L’insegnante si dedica certamente ai più piccoli e al loro addormentarsi; ma certo le condizioni non sono ideali né per lei né per loro.
L’assenza di uno spazio specifico per il momento del sonno ci rinvia ad una scelta architettonica in cui il bambino è considerato come una persona da tenere costantemente sotto controllo, anche in quei momenti in cui più intimo e personale si fa il rapporto con se stessi e necessita di condizioni favorevoli perché ciò avvenga.
Alcune ultime considerazioni
L’attenta osservazione di singoli spazi, operata nel più vasto spazio di una scuola, ha consentito riflessioni in parte certamente inattese.
Si era partiti dal voler mettere a confronto il solo “uso” degli spazi per paragonarne la disposizione e la scelta dei materiali ad essi connessi, al solo scopo di rilevarne il senso e le finalità metodologiche e didattiche implicite. Nei fatti ci è successo quello che alla piccola Alice succede nel Paese delle Meraviglie
Subito Alice vi si infilò dentro, senza neppure darsi pena di chiedersi come diavolo avrebbe fatto a riuscirne.[6]
Il viaggio non può essere che in parte immaginato, ma, di fatto a noi è successo, le parti più significative sono risultate quelle che ci sono “apparse” proprio riflettendo solo sulle “visioni”. In tal senso sono da ritenersi in – pre - visti. Non avevamo in mente di considerare il ritmo dialettico tra privato e pubblico, eppure è ciò che è avvenuto. Ma è avvenuto non per fatto accidentale, bensì perché lo spazio stesso progettato ci ha necessitati verso quella direzione. E’ questa, crediamo, la riflessione più interessante a nostro avviso: nel progettare lo spazio compare simultaneamente la scrittura del pensare l’uomo (e quindi il bambino) nel mondo. Ma in quella scrittura, se tale vuole essere e non semplice “copia”, ogni “scritto” deve essere a sé, ovvero deve rispettare l’attimo storico in cui quella scrittura si situa. Certo siamo abitatori del tempo, ma lo siamo in quanto quel tempo è ritmato sullo “spazio”. Dunque nessuno spazio può essere pensato situato per sempre. Nei fatti neppure l’opera d’arte architettonica lo è, perché non sfugge all’occhio lettore di chi la visita. Quell’occhio la vive con il suo orizzonte di senso e non più con quello originario. Così ci è comparso, in quanto lo abbiamo letto, ma lo abbiamo letto in quanto si è mostrato leggibile il dittico tra io – non io; privato – pubblico; sé – non sé; autonomia – eteronomia.
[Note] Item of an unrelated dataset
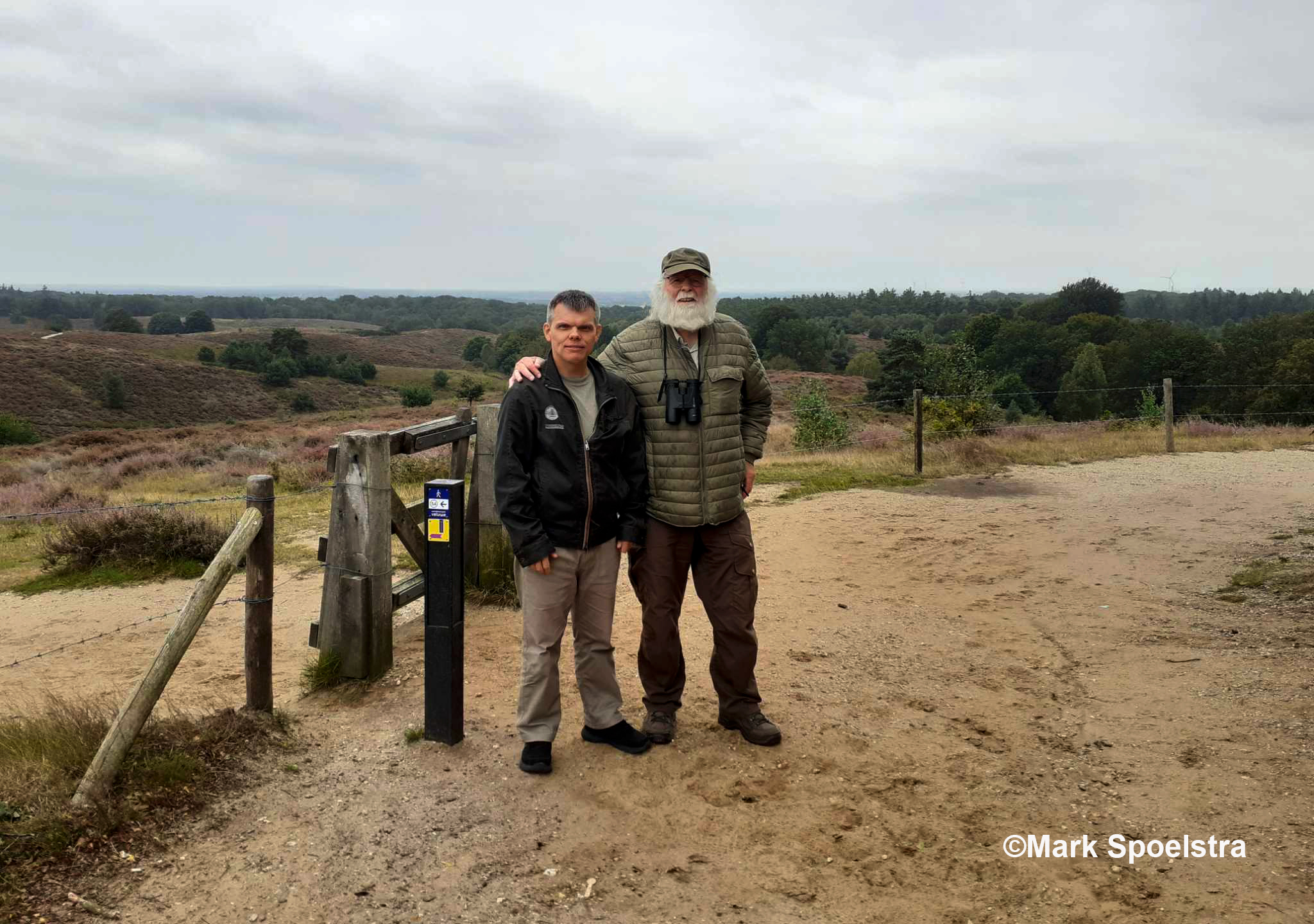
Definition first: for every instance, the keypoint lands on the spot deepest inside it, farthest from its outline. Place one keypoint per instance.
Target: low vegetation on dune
(178, 764)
Ragionare sull’idea di confine e successivamente sugli spazi che rappresentano il confine, ci ha condotti “naturalmente”, a considerare l’importanza di pensare gli spazi progettati sia nella dimensione dei momenti pubblici come nella dimensione dei momenti privati, soprattutto là dove è in atto un processo di crescita. Crescere è distinguersi, è separarsi, è riconoscersi diversi, è verificarsi altro da altri, è costruirsi in sé per sé e per gli altri. Il rispetto della mia unicità non può non essere “segnalata” anche nei luoghi in cui l’altro coabita con me.
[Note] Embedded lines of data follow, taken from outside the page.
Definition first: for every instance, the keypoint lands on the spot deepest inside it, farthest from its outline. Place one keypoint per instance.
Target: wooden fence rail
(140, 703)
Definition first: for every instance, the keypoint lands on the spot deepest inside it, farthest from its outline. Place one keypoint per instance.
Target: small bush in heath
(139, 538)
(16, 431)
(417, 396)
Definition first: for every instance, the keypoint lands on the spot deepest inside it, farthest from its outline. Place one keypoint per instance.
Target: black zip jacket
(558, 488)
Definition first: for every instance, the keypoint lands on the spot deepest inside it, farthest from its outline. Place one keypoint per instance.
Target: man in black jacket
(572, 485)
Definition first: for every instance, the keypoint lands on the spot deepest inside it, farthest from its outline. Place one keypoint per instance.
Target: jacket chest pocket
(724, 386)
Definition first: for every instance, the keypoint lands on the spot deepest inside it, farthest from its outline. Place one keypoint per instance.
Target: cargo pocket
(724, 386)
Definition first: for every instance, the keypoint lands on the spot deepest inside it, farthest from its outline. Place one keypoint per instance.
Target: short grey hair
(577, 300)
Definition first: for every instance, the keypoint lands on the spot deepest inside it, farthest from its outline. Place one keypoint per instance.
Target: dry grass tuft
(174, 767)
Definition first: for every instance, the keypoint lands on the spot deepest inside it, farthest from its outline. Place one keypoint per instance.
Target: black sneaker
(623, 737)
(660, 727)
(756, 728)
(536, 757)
[1] Mario Botta, Etica del costruire, Laterza, Bari, 1994, pp. 6 – 7. [2] Wassily Kandinsky, Punkt und Linie zu Fläche 1922, 1968, trad. it. Punto linea superficie, Milano, Adelphi, 2001, p. 7. [3] Bruno Zevi, Saper vedere l’architettura, Einaudi, Torino, 1951, p. 18. [4] Rossella Fabbrichesi Leo, Sulle tracce del segno. Semiotica, faneroscopia e cosmologia nel pensiero di Charles Peirce, Firenze, La Nuova Italia, 1986, p. 167. [5] Airoldi Ilaria, Stefanoni Alessandra [6] Lewis Carrol, Alice nel paese delle meraviglie, (1988), tr. It. Aldo Busi, Milano, Arnoldo Mondatori, p. 16.